Geektown: This is the mid-90s, really you were starting out?

Peter: Yep, ’95 when I got out of school.

Geektown: You did some work at ‘Starship Troopers’ I think back in the day. There’s a ‘Hellraiser’ film in your credits, and ‘Spider-Man’ is in there.

Peter: Scott Erickson’s first film.

Geektown: Right, yeah. ‘Terminator 3’, one of the ‘American Pie’ movies, the ‘SWAT’ movie…

Peter: Ah, the early years of bitter struggle [Laughs].

Geektown: Lots of sort of interesting stuff! As we come more up-to-date, you’ve got the ‘Paranormal Activity’ films, a whole bunch of the ‘Fast & Furious’ movies. You did some work on ‘Game of Thrones’, ‘Star Trek Beyond’. You’re in post on ‘Aquaman 2’ at the moment, but ‘Aquaman’ and the ‘Peacemaker’ series are some of the latest things you’ve been working on. How did you get involved with the ‘Aquaman’, and subsequently I’m assuming that’s how you got into ‘Peacemaker’?

Peter: Actually, no. They’re completely unrelated.

Geektown: Oh, really? Okay. How did you end up on ‘Aquaman’ and then how did you end up on ‘Peacemaker’?

Peter: ‘Aquaman’ was because when Justin Lin stepped away from the ‘Fast & Furious’ franchise for the first time, after ‘Fast & Furious 6’, they found James Wan to direct ‘Fast & Furious 7’. I was the studio’s choice for a sound guy on that film. I knew of James’s films because it just so happens that a guy that I’ve been working with since 2000, Joe Dzuban, had done all of his independent films, like all the ‘Insidious’ series. I said, “Whoa, shouldn’t Joe be doing this too?” He’s like, “Oh yeah, I love Joe.” So, we did ‘Fast & Furious 7’ together, and it made $1.4 billion or something crazy like that. I don’t know if Hollywood is superstitious, but if something works, there’s some effort given to not changing anything. So, I think we were a natural team when James moved over to Warner Brothers to do ‘Aquaman’. Then that one went out and made like $1.2 billion. James lays golden eggs. He’s just made a tonne of successful films, and we’re there to support him every step of the way.

That’s how that happened. Yes, Peter Safran is one of the producers of ‘Aquaman’, and is the producer of ‘Peacemaker’, but the relationship between the two films is entirely coincidental. The person who brought me in to do ‘Peacemaker’ was one of my old compatriots from the early years of bitter struggle, Fred Raskin. He was the picture editor who kind of came up under Sally Menke when I was coming up under Steve Flick. When he got his first big break doing ‘Annapolis’, which was Justin Lin’s first big studio film, he insisted that I do the sound for it. We had a great time working together ever since whenever we can. I think after ‘Suicide Squad’, Fred saw a good opportunity with ‘Peacemaker’ to try again. That’s how I came to that project. I think having done ‘Aquaman’ just means when your resume goes across Peter Saffron’s desk or somebody at Warner Brothers desk, or if you’ve done ‘Game of Thrones’ and it goes across somebody’s desk at HBO, they’re like, “Oh yeah. These guys are probably not going to harm us. Let’s give them a shot.”

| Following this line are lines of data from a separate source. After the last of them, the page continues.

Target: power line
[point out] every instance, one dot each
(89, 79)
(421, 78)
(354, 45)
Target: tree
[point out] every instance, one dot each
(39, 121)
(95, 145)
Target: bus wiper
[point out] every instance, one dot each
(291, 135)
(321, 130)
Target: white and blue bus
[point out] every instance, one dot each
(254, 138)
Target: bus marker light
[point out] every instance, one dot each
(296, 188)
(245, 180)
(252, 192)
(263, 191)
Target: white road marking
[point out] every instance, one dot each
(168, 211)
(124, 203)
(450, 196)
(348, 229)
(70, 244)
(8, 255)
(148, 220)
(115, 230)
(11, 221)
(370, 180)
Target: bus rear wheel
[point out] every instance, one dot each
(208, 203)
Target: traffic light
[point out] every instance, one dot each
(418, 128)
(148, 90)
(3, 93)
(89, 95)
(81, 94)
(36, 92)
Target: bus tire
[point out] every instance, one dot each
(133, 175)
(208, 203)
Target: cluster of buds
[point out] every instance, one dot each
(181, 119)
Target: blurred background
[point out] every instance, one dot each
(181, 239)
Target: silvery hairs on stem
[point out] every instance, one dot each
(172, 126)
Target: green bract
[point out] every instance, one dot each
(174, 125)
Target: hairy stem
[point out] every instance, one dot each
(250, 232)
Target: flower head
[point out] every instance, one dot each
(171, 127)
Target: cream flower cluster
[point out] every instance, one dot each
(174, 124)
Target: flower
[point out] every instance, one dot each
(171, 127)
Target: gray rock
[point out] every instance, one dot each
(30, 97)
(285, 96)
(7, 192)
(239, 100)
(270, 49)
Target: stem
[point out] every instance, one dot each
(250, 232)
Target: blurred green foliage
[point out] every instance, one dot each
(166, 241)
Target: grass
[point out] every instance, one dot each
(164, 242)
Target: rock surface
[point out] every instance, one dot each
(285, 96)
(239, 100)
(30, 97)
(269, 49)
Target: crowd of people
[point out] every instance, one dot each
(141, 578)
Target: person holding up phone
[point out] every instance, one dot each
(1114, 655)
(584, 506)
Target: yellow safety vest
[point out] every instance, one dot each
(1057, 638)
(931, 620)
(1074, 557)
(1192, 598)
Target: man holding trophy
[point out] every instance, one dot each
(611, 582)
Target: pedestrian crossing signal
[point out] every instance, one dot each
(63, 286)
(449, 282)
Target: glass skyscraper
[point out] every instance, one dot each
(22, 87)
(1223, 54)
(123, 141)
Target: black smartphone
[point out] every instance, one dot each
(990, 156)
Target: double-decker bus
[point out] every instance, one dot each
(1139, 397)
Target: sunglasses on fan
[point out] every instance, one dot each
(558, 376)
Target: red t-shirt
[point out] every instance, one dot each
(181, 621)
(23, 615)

Geektown: Yeah, absolutely. So, ‘Peacemaker’ is the latest thing that you’ve been doing. I absolutely loved it. It’s just a wonderful strange… That opening credit sequence is one of the best things ever! It must have been a really interesting project to work on for you as it’s not at all grounded… You’ve got aliens, and weird bug creatures in there, as well as all the superhero stuff. What’s your approach to coming to something like that? Where do you start, and what sounds are you finding for it?

Peter: When you look at something like that, you kind of… I mean, we approach everything sort of the same, how we make this as cool and as awesome as possible, what’s in it, what do we have that’s good, what don’t we have, what is going to be tricky? “Eagly” was, right out of the gate, the thing that was going to be tricky. The “butterflies” were going to be tricky. The “cow” was going to be tricky. There are all these different creatures. And the gorilla, we knew was going to be tricky. In the case of the eagle, we spent a lot of time trying to figure out what to do because we have bald eagle recordings, but I had noticed years before that as birds go, no offence, bald eagles are pretty boring compared to their vocal range… I just knew it was going to be a handful to construct a language for this bird in a character form… I knew we were going to have to go beyond bald eagle sounds, and trying to morph different sounding birds with different recording qualities together was just… That was one of the sound jobs that was going to be very, very, very hard. As visual effects would change, it would become even more impossible. So, I started looking around for Falconers, or people who kept birds, where I could try to go out and record and put together a library of stuff.

Peacemaker’s “Eagly”

Then, James Gunn announced that he had used a voiceover artist named Dee Bradley Baker for the rat in ‘Suicide Squad’, and loved working with the guy. He may have actually worked with him earlier on one of the ‘Guardians’. I’m not sure. But he said, “Let’s have Dee Bradley Baker do this character.” We set up our ADR recording situation right into his home, and he would watch the film and perform Eagly stuff, and it was miraculous. Miraculous what this guy could do with his voice. He would just sit there and nail Eagly, and give Eagly a personality. Just through his own talents, he could morph every bird sound he’s ever heard and bend it to the particular needs of the scene. So, a job that I would say would have been extremely difficult and potentially not that great, was made a lot easier and really fantastic just with James having the foresight to identify the right talent and bring them in.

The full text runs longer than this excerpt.